Volleyball Boys 2《ハイキュー!!》
第2章 立場違えど想いは1つ:京谷
向かった先は国際空港。追ってくる人がいないのを確認すると、手を繋ぎ、国際線のロビーまでを一気に走る。
「星菜、もっと急げよ!」
『走ってるわよ!この脳筋!』
「あぁ"!?」
そんな口論をしながら全力失踪。真っ黒なスーツは動きにくいことこの上ないし、星菜のワンピースも走りにくいだろうし、ワインレッドのそれは目立つ。どこかで着替えるか、いや。今は一分一秒が大事だ。

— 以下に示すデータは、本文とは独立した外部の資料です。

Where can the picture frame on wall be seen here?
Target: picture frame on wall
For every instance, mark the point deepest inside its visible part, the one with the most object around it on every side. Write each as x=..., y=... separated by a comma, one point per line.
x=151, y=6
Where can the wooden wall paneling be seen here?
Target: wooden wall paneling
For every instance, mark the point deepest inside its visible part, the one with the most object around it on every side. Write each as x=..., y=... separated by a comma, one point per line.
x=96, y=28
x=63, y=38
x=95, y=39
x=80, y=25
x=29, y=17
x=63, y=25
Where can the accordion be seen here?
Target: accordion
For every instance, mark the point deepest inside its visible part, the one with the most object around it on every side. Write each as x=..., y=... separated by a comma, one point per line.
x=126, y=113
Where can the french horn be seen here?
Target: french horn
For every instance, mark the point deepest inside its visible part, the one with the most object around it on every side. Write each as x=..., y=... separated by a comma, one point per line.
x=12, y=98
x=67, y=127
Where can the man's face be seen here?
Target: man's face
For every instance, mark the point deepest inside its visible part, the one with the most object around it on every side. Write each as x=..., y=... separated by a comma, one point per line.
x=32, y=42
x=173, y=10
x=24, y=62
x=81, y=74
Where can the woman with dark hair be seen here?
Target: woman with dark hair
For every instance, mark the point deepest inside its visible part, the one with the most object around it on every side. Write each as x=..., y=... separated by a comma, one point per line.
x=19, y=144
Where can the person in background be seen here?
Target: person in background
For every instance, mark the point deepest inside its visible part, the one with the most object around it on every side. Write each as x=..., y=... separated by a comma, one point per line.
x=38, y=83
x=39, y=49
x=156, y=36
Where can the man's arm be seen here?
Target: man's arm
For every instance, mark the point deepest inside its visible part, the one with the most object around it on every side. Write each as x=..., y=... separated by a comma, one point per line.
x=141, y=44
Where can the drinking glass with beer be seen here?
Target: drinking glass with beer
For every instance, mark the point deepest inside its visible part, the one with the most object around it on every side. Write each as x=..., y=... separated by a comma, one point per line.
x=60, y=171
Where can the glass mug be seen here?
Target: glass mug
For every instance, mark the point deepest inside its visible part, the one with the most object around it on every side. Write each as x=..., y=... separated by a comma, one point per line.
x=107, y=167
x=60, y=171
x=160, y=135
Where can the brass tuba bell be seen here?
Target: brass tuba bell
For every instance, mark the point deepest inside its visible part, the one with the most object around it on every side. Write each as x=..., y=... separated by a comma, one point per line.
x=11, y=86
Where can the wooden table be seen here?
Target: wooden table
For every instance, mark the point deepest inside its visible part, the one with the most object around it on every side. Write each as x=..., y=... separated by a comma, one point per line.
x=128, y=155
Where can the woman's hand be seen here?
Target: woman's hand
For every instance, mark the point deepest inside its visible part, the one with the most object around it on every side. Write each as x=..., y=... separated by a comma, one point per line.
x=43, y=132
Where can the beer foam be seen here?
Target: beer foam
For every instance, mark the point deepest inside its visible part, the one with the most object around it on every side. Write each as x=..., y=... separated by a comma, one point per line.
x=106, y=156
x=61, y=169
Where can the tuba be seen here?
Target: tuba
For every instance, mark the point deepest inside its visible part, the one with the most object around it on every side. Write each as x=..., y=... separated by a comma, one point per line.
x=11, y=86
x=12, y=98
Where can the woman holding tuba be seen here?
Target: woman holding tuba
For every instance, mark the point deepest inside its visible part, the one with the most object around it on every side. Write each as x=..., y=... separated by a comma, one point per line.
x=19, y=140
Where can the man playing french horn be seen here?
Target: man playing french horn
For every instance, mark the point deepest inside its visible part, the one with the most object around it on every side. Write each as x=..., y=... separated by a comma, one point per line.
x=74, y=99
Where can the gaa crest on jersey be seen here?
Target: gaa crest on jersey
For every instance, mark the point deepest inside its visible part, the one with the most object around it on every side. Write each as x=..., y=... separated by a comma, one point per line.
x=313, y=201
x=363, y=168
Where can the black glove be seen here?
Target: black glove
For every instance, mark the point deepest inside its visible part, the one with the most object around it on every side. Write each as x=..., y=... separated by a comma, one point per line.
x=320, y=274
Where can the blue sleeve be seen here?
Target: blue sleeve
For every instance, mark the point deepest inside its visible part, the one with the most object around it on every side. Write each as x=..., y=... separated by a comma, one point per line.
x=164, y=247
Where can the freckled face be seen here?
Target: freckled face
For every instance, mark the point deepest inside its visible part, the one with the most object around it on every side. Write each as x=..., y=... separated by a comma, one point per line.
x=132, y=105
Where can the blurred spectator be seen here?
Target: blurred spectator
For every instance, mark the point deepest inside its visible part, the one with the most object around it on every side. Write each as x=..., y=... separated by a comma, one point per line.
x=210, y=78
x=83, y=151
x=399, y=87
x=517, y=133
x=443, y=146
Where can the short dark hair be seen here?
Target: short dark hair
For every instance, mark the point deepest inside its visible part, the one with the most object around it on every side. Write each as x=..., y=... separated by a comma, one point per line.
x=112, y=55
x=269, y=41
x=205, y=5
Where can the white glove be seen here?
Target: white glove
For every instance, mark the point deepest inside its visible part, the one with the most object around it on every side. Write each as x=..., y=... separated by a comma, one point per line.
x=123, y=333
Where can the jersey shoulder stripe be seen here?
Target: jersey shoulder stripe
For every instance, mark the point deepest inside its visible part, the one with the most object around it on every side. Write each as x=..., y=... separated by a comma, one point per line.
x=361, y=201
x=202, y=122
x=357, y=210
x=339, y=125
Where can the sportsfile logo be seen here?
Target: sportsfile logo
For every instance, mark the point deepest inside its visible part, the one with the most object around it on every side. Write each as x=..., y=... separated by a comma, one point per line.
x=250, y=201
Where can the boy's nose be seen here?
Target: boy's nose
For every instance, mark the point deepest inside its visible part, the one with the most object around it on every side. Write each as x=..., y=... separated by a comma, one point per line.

「次の飛行機…あと20分後の、それでサンフランシスコまで飛ぶからな」
『サンフラ……えぇ!?』
「じゃねーと完全に逃げらんねぇよ!」
『っでも、上手くいくの?』
その質問はヤボだ。
「勝算がなきゃこんなことしねーよ」
『わお、カッコいいねぇ!』
「オレは元々負けず嫌いだし、惚れた女は守り抜くさ。それに共謀者もいるしな」
『え、誰?』
「ま、いずれ分かるよ」
及川のヤツは今頃何をしているだろうか。屋敷の星菜の貴重品類がなくなっていて泡を食ってるところか。アホ面を拝んでやりたい気もするが、それは後だ。
「おい、あと少しだからな」
『わかっ、た、ちょ、疲れっ』
「ヒールがキツいか……よっ!」
『わぁっ!?』
ひょいと星菜を横抱きにする。そして走る。
『け、賢太郎、下ろしてよっ///』
「こっちのが速いからな」
赤面する星菜。土産屋の前を通ると小さな女の子がこっちを指差し、隣の母親に"お姫様と王子様がいる!"と叫んだ。その言葉にオレは吹き出したが、星菜の顔はタコもビックリな赤色になった。
出発ロビーのど真ん中、見慣れた黒スーツが3人、それぞれスーツケースを持っている。
「カッケーことすんなぁ!」
「京谷ーっ、急げーっ!!」
「お嬢ー、無事ですかー!」
『い、岩泉!?花巻、松川も!』
星菜を下ろすと、3人に駆け寄った。その笑顔は本当に嬉しそうで、見ているだけでこっちまで笑顔になりそうだった。
『え、あ、父様は…及川は!?』
「白鳥沢と烏の奴等が動きを止めてる」
『白鳥沢に、か、烏まで!?』
「岩泉さんに頼んだんだ」
『あ、ありがとう!』
こうして黒スーツのデカい男4人に真っ赤なドレスの女という異色の5人組は、無事に飛行機に乗り、日本を離れた。